REMOVING AN INDWELLING CATHETER

Eventually, a catheter must be removed because the need for it no longer exist or it is crusting and must be changed. The nurse usually removes the catheter.

  1. Assemble all supplies and equipment.
  1. Identify the patient and explain the procedure to him. Advise him that there will be a slight burning during removal of the catheter.
  2. Provide privacy and assist the female patient into a dorsal recumbent position. The male should be in a supine position. Place Chux® under the patient's buttocks and provide proper draping.
  3. Wash your hands and put on exam gloves.
  4. Empty the balloon by inserting the barrel of the syringe and withdrawing the amount of fluid used during inflation.
  5. Pinch off and gently pull on the catheter near the point where it exits from the meatus.
  6. Clean the perineum or penis with soap and water. Dry the area well.
  7. Inspect the catheter to be sure no remnants remained in the bladder. If the catheter is not totally intact, report this promptly and save the catheter for further inspection.
  8. Empty the drainage bag. Measure the amount of urine and record on the intake and output (I&O) sheet.
  9. Remove the gloves and wash your hands.
  10. Discard disposable supplies and return reusable supplies and equipment to the appropriate area.
  11. Record that the catheter was removed, the time and date and by whom. Note the amount, color, and clarity of the urine in the drainage bag. Also document all patient teaching done and the patient's level of understanding.
  12. After removal of the catheter, assess the patient for 24 hours for patterns of urinary elimination.
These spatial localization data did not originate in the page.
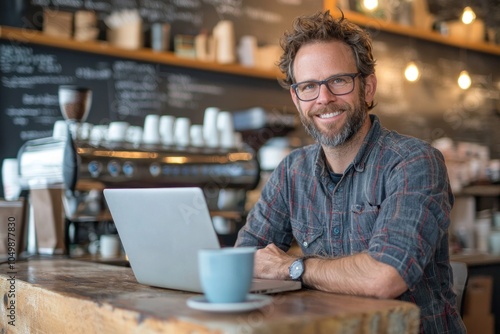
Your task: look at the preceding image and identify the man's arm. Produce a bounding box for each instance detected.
[255,243,408,299]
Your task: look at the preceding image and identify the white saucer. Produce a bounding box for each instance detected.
[187,294,272,312]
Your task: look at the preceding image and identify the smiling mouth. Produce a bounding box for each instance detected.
[317,110,343,119]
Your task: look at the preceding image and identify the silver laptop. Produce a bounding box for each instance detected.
[103,187,301,294]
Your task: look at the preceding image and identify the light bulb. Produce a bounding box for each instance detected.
[362,0,379,11]
[458,70,472,90]
[404,61,421,82]
[461,7,476,25]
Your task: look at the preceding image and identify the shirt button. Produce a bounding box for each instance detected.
[333,227,340,235]
[303,241,309,248]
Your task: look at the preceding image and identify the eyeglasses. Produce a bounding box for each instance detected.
[291,72,361,102]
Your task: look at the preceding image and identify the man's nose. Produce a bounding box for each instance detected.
[316,83,337,103]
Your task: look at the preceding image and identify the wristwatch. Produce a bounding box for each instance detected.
[289,258,305,281]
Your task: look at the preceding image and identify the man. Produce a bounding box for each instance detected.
[235,10,466,333]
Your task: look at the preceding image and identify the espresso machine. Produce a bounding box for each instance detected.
[17,86,260,257]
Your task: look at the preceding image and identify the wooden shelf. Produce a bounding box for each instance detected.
[459,184,500,197]
[451,252,500,266]
[323,1,500,56]
[0,26,283,80]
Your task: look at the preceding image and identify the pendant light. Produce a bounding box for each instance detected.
[404,61,421,82]
[461,6,476,25]
[362,0,379,11]
[458,70,472,90]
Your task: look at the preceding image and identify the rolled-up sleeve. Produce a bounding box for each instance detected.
[367,143,452,289]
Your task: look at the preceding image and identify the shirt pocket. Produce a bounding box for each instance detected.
[291,218,326,256]
[349,202,379,253]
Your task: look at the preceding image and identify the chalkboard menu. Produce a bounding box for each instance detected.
[0,41,295,158]
[0,0,323,197]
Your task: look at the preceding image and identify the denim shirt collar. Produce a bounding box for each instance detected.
[314,114,382,181]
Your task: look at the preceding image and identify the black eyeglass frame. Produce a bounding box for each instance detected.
[291,72,361,102]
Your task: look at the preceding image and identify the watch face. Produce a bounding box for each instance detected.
[289,259,304,280]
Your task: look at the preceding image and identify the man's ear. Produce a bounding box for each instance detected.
[364,74,377,105]
[290,87,300,109]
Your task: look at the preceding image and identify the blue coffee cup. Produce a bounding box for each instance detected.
[198,247,255,303]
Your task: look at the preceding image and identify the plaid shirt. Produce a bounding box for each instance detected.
[236,115,466,333]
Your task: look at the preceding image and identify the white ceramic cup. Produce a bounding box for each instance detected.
[203,107,220,148]
[159,115,175,145]
[237,35,257,67]
[126,126,143,145]
[2,158,21,201]
[79,122,93,140]
[107,122,129,142]
[174,117,191,147]
[89,125,108,142]
[100,234,121,258]
[190,124,205,147]
[53,120,69,139]
[217,111,235,149]
[142,114,161,144]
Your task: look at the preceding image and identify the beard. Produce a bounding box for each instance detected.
[298,93,367,148]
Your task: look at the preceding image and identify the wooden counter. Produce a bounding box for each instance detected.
[0,258,420,333]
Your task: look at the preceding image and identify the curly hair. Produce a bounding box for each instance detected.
[278,10,376,100]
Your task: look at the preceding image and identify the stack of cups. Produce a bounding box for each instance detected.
[203,107,220,148]
[142,114,161,144]
[2,159,21,201]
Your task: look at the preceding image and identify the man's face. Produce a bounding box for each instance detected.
[290,41,376,147]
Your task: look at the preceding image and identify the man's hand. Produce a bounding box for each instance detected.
[254,244,295,280]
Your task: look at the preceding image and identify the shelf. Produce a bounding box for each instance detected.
[323,1,500,56]
[0,26,283,80]
[451,252,500,266]
[459,184,500,197]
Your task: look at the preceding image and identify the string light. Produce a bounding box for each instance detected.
[362,0,379,11]
[461,6,476,25]
[458,70,472,90]
[404,61,421,82]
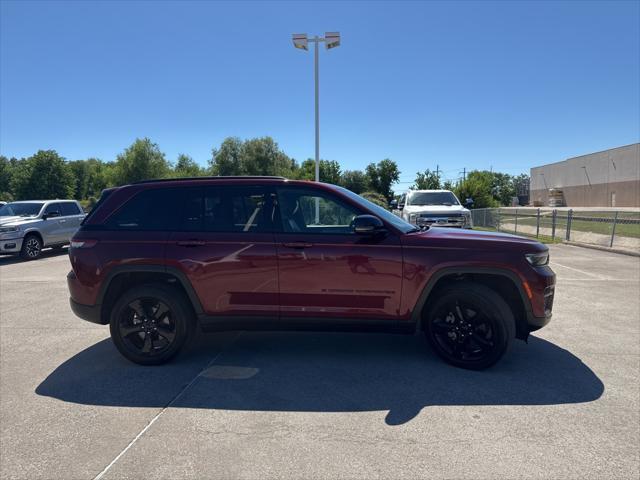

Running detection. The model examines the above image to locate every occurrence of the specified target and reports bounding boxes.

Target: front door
[274,186,403,322]
[166,185,279,319]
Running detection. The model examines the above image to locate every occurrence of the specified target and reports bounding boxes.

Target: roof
[131,176,287,185]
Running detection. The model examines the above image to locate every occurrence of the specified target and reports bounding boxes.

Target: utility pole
[460,167,466,182]
[436,164,440,182]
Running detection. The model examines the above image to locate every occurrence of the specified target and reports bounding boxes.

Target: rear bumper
[69,298,105,325]
[526,311,552,331]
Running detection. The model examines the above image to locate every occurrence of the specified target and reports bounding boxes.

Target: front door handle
[177,240,206,247]
[282,242,313,249]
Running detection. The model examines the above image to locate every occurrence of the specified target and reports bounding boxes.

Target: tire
[423,282,515,370]
[20,234,42,260]
[109,284,194,365]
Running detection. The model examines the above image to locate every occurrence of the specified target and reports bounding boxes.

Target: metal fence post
[514,209,518,233]
[610,211,618,248]
[566,209,573,241]
[551,209,557,239]
[497,209,501,232]
[483,208,487,227]
[536,208,540,238]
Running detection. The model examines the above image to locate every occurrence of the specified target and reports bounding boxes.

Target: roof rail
[131,176,287,185]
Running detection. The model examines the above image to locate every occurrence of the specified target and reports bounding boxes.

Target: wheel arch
[97,266,204,324]
[412,267,532,340]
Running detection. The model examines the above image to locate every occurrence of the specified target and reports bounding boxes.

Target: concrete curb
[564,240,640,257]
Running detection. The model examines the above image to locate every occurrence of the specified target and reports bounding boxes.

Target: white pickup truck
[0,200,86,260]
[392,189,473,228]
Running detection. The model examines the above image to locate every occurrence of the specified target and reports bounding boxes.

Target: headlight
[525,251,549,266]
[0,226,19,233]
[463,211,472,227]
[409,213,417,224]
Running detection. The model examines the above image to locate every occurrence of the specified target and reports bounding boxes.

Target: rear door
[166,185,279,321]
[59,201,84,242]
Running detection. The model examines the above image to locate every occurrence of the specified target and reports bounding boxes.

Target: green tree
[174,154,203,177]
[340,169,368,193]
[113,138,171,185]
[454,170,500,208]
[365,158,400,201]
[295,159,342,184]
[360,191,389,209]
[412,169,441,190]
[241,137,293,176]
[209,137,244,176]
[0,156,13,199]
[442,179,454,191]
[11,150,75,200]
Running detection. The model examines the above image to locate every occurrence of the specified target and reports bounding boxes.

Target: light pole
[292,32,340,223]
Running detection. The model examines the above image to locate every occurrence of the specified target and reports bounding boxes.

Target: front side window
[276,188,360,234]
[43,203,62,216]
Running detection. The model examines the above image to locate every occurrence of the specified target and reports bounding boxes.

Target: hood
[0,216,38,226]
[403,204,468,214]
[404,226,546,253]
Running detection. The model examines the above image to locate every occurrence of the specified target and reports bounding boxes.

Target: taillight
[70,239,98,249]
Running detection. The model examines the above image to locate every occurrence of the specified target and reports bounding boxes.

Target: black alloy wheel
[424,282,515,370]
[109,285,193,365]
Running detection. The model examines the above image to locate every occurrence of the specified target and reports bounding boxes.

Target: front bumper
[0,236,24,253]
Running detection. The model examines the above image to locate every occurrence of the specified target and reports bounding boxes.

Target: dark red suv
[67,177,555,369]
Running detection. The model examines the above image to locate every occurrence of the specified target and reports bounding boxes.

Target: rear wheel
[424,282,515,370]
[20,234,42,260]
[109,284,194,365]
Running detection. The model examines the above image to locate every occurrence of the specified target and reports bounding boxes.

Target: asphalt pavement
[0,244,638,479]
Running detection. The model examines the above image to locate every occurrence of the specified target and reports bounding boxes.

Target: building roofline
[531,142,640,170]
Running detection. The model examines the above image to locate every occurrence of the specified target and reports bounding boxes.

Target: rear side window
[107,189,181,230]
[180,186,272,233]
[61,202,81,216]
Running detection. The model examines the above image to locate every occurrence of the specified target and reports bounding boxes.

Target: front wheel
[424,282,515,370]
[20,234,42,260]
[109,284,194,365]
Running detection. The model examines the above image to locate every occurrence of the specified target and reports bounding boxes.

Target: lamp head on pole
[325,32,340,49]
[292,33,308,51]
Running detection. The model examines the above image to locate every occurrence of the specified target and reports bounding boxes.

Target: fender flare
[411,266,533,333]
[96,265,204,315]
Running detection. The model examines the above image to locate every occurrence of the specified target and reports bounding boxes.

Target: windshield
[335,186,420,234]
[407,191,459,206]
[0,202,44,217]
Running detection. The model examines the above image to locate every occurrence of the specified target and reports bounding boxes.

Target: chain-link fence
[471,208,640,252]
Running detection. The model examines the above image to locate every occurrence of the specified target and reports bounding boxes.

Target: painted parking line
[550,261,610,280]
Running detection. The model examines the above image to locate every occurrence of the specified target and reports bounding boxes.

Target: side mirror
[398,203,405,210]
[352,214,386,235]
[43,211,60,220]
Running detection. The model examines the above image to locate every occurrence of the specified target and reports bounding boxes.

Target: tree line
[0,137,528,210]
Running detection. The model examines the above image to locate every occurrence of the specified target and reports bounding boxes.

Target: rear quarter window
[61,202,82,216]
[106,188,181,230]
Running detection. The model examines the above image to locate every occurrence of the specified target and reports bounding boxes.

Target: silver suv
[0,200,86,260]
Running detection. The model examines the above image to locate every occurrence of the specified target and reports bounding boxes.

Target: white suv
[394,190,472,228]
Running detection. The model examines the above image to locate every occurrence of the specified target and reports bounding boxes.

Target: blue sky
[1,0,638,186]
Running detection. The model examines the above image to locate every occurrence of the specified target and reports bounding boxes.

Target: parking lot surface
[1,244,639,479]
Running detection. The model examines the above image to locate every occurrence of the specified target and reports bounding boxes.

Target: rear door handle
[282,242,313,249]
[177,240,206,247]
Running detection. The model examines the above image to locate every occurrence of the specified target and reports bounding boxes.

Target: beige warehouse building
[530,143,640,208]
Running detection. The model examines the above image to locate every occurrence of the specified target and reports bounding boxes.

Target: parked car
[0,200,86,259]
[391,189,472,228]
[67,177,555,370]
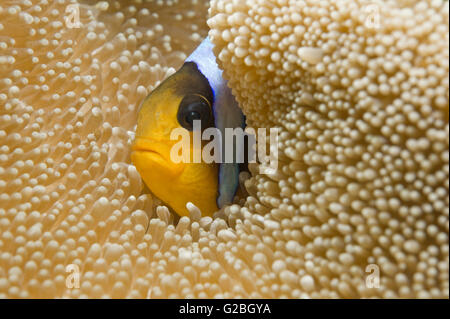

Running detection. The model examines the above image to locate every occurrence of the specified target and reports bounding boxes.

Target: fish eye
[177,94,213,131]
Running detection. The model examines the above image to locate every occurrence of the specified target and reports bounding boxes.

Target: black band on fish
[175,62,214,107]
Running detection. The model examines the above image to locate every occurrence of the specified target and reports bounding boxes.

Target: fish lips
[131,137,185,177]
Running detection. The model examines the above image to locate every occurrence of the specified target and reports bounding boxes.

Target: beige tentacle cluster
[207,0,449,298]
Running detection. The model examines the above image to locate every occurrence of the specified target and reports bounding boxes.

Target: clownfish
[131,37,245,217]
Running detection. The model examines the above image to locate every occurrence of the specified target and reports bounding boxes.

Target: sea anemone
[0,0,448,298]
[208,0,449,298]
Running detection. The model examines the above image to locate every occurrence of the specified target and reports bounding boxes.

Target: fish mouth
[132,137,165,159]
[131,137,184,177]
[132,146,162,157]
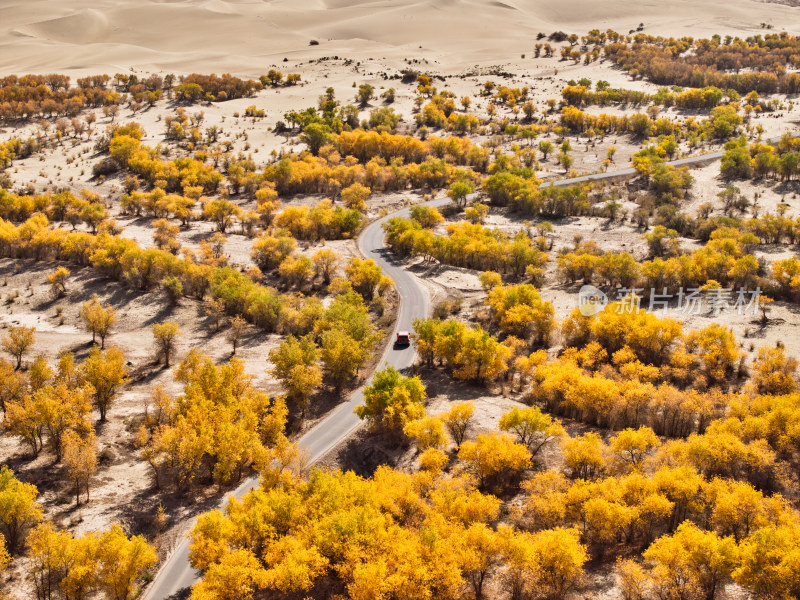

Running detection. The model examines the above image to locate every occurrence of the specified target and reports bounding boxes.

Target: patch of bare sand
[2,0,800,76]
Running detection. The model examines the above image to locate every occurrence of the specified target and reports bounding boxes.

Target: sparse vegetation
[2,21,800,599]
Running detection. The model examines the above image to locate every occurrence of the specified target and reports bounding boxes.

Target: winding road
[143,143,761,599]
[144,197,450,600]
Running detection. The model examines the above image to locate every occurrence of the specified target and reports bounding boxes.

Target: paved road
[545,132,794,188]
[143,198,450,600]
[537,150,726,188]
[143,139,778,599]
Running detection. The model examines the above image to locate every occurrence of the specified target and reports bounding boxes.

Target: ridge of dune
[12,8,111,46]
[490,1,520,10]
[197,0,238,15]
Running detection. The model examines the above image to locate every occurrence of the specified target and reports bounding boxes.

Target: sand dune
[0,0,798,76]
[13,9,112,45]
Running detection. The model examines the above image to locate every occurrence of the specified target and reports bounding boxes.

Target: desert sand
[2,1,800,599]
[1,0,799,77]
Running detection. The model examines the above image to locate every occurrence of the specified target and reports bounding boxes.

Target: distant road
[546,131,796,188]
[540,150,724,187]
[143,140,758,599]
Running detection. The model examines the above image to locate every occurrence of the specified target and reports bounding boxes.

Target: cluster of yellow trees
[536,324,736,427]
[384,216,548,277]
[120,187,200,224]
[121,184,265,235]
[0,73,122,123]
[271,199,363,241]
[0,188,109,231]
[0,136,40,170]
[415,96,481,134]
[722,133,800,181]
[521,460,800,599]
[333,130,482,166]
[187,400,587,600]
[556,225,800,301]
[263,150,474,197]
[0,71,285,125]
[741,212,800,244]
[0,322,154,598]
[560,83,740,110]
[483,170,592,218]
[262,126,491,195]
[559,103,742,143]
[106,124,223,193]
[0,183,392,407]
[173,73,263,102]
[266,287,382,403]
[0,214,390,346]
[2,328,127,503]
[559,105,671,137]
[408,284,799,489]
[528,302,800,486]
[136,350,288,491]
[188,466,587,600]
[484,283,556,346]
[250,217,390,292]
[603,31,800,94]
[187,350,800,600]
[557,241,640,288]
[26,522,156,600]
[411,319,524,384]
[0,467,156,600]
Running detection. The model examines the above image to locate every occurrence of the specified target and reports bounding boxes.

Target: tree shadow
[332,427,410,477]
[415,366,501,402]
[142,298,178,326]
[127,362,167,386]
[161,589,191,600]
[64,269,141,309]
[184,229,217,244]
[65,340,99,361]
[287,388,346,429]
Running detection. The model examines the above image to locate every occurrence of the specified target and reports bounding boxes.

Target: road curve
[143,139,780,599]
[143,198,450,600]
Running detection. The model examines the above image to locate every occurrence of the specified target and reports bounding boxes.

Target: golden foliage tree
[0,466,42,554]
[269,334,322,413]
[79,294,117,349]
[2,325,35,370]
[458,433,531,491]
[356,366,426,433]
[498,406,565,458]
[152,321,181,368]
[138,351,287,490]
[81,345,128,422]
[340,182,371,212]
[45,266,70,298]
[62,430,97,505]
[441,402,475,446]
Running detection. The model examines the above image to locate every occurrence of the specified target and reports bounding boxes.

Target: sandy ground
[1,0,800,78]
[0,258,286,529]
[1,1,800,597]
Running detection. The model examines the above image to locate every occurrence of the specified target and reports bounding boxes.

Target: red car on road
[396,331,411,347]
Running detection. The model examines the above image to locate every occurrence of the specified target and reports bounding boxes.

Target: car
[395,331,411,346]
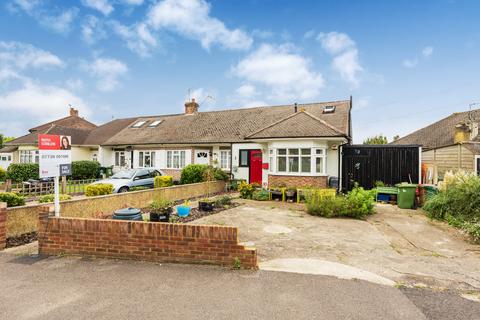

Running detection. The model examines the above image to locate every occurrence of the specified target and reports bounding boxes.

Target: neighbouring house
[0,146,14,170]
[3,99,353,188]
[392,108,480,183]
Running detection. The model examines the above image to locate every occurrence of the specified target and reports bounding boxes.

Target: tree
[363,135,388,145]
[0,134,15,148]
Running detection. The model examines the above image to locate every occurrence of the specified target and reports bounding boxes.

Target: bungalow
[3,99,353,188]
[392,108,480,183]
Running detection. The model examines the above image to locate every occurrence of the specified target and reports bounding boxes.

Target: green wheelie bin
[395,183,418,209]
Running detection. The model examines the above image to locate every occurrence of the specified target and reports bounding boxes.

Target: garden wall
[38,212,257,269]
[268,175,327,188]
[0,203,6,249]
[5,181,225,238]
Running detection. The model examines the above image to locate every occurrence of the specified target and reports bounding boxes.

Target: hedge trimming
[71,161,101,180]
[0,192,25,207]
[6,163,39,182]
[154,176,173,188]
[38,194,72,203]
[85,183,114,197]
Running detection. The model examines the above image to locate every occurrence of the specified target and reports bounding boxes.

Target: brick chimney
[185,98,199,115]
[70,107,79,117]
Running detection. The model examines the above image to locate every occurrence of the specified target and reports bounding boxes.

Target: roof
[391,109,480,150]
[246,110,345,139]
[83,118,137,145]
[6,125,93,146]
[102,100,351,145]
[0,146,17,153]
[29,115,97,133]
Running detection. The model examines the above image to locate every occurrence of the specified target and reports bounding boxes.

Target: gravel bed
[6,232,37,248]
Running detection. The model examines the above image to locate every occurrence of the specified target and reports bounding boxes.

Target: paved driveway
[191,200,480,295]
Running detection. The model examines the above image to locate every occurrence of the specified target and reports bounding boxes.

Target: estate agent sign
[38,134,72,178]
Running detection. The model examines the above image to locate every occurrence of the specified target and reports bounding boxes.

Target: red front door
[249,150,262,184]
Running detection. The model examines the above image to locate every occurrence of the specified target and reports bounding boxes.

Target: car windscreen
[111,169,136,179]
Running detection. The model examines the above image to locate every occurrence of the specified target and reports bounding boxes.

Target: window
[220,150,231,170]
[134,169,150,180]
[167,150,186,169]
[115,151,126,167]
[148,120,162,127]
[239,150,249,167]
[270,147,326,175]
[92,153,98,162]
[132,120,146,128]
[315,148,326,174]
[19,150,39,164]
[139,151,155,167]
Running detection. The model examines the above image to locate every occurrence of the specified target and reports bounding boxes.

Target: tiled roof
[102,100,351,145]
[0,146,17,153]
[391,109,480,150]
[29,115,96,133]
[83,118,137,145]
[6,125,93,146]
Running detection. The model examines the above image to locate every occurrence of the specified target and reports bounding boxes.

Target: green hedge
[180,164,229,185]
[0,167,6,181]
[154,176,173,188]
[0,192,25,207]
[38,194,72,203]
[71,161,101,180]
[85,183,114,197]
[6,163,39,182]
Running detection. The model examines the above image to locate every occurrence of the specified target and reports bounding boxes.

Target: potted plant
[198,198,215,211]
[177,200,191,217]
[269,184,285,200]
[150,199,173,222]
[285,187,297,202]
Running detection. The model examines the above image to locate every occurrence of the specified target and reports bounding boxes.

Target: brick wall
[38,214,257,269]
[161,169,182,181]
[268,175,328,188]
[0,202,6,250]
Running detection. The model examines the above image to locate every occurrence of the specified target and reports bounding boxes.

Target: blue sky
[0,0,479,143]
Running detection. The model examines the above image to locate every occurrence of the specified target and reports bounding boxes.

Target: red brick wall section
[38,216,257,269]
[0,202,6,250]
[268,175,328,188]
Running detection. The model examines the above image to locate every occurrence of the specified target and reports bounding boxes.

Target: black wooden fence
[340,145,420,191]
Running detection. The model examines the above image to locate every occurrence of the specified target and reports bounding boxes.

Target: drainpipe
[229,143,233,180]
[338,142,349,194]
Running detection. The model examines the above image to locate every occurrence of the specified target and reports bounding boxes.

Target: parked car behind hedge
[89,168,163,193]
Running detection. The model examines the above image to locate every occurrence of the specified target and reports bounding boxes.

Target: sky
[0,0,479,143]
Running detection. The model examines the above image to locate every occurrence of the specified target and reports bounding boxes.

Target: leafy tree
[0,134,15,148]
[363,135,388,145]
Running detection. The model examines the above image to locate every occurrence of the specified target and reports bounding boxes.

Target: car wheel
[118,187,129,193]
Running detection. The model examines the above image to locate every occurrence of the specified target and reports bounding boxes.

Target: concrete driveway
[191,200,480,295]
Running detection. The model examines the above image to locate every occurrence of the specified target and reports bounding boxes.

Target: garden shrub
[0,192,25,207]
[154,176,173,188]
[0,167,6,181]
[253,189,270,201]
[6,163,39,182]
[215,195,233,207]
[238,181,255,199]
[85,183,114,197]
[180,164,229,184]
[71,161,100,180]
[38,194,72,203]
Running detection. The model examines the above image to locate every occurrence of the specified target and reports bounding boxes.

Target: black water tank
[113,208,143,221]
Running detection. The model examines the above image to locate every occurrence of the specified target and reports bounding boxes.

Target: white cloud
[147,0,252,51]
[235,84,256,98]
[8,1,78,34]
[0,41,64,70]
[82,0,114,16]
[86,58,128,92]
[82,15,107,44]
[66,78,84,91]
[231,43,324,101]
[110,21,158,57]
[318,31,362,86]
[317,31,355,54]
[403,58,418,68]
[0,81,91,121]
[422,46,434,58]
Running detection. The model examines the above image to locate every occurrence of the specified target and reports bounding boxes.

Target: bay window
[220,150,231,170]
[270,147,326,175]
[167,150,186,169]
[139,151,155,167]
[20,150,39,164]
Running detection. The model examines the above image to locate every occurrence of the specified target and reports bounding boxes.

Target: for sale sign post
[38,134,72,178]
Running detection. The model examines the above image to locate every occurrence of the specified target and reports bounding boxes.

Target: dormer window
[132,120,146,128]
[323,106,335,114]
[148,120,162,128]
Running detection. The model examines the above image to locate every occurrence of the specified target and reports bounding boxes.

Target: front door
[476,155,480,176]
[249,150,262,184]
[195,149,210,165]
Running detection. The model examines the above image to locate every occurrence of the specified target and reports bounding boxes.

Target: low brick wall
[5,181,225,237]
[38,214,257,269]
[0,203,6,249]
[268,175,328,188]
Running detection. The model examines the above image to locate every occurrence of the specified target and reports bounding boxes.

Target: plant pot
[286,191,296,197]
[150,212,160,222]
[150,207,173,222]
[199,201,214,212]
[177,205,191,217]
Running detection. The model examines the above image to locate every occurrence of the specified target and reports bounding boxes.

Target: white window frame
[220,150,231,170]
[114,151,126,167]
[166,150,186,169]
[269,147,327,176]
[19,150,39,164]
[138,151,156,168]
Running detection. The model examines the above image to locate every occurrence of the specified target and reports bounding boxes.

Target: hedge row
[180,164,229,185]
[154,176,173,188]
[85,183,114,197]
[0,192,25,207]
[5,161,101,182]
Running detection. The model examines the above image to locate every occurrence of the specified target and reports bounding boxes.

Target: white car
[91,168,164,193]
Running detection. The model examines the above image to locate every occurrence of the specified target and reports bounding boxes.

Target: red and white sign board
[38,134,72,178]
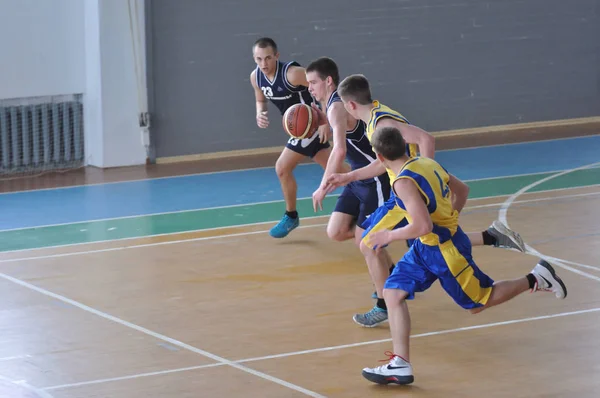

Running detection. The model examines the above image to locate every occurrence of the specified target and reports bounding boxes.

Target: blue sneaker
[269,214,299,238]
[353,306,388,327]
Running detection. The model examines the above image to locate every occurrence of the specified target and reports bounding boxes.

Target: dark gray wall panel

Note the time and amount of the first voided urine. Report any of the following:
  1. Provide a level of fluids similar to the intake when the catheter was in place.
  2. Record that the catheter was removed, the date and time, and by whom.

CLOSING

Catheterization can be done without embarrassment and with little discomfort for both the male and female patient. Your observation of urinary output and characteristics of the urine aids in early detection of infection or any other complications. Always remember, you are accountable for responsible care and the safety of the patient.